Use of REP‐PCR and 16S rRNA gene sequencing for comparison of Mannheimia haemolytica isolates obtained from fatal cases of bovine respiratory disease in the USA and Australia

OBJECTIVE: Assess the variability of Mannheimia haemolytica isolates obtained from fatal cases of bovine respiratory disease (BRD) in the USA and Australia using repetitive sequence‐based PCR (REP‐PCR) and sequencing of the 16S ribosomal RNA (rRNA) gene. METHODS: We examined 22 isolates from the USA and 36 isolates from Australia using (GTG)₅ and BOX‐A1R REP‐PCR primers, as well as sequencing a 700‐base pair length of the 16S rRNA gene.
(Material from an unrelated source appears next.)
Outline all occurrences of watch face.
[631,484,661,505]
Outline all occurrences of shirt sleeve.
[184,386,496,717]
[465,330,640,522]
The discriminatory ability of each typing method was assessed and correlation coefficients were calculated to assess concordance between the results of each approach. RESULTS: All methods appeared to discriminate among isolates, with BOX‐A1R being the most sensitive and sequencing the least sensitive. Modest to moderate diversity was seen among the isolates, with as much variation within a continent as between the two. CONCLUSIONS: Using samples from diverse origins may permit extrapolation even to isolates with distant geographic and temporal relationships. Further, this information can serve as a baseline in assessing whether M. haemolytica is an opportunistic pathogen or if there are notable features that distinguish commensal isolates from those more likely to be associated with disease.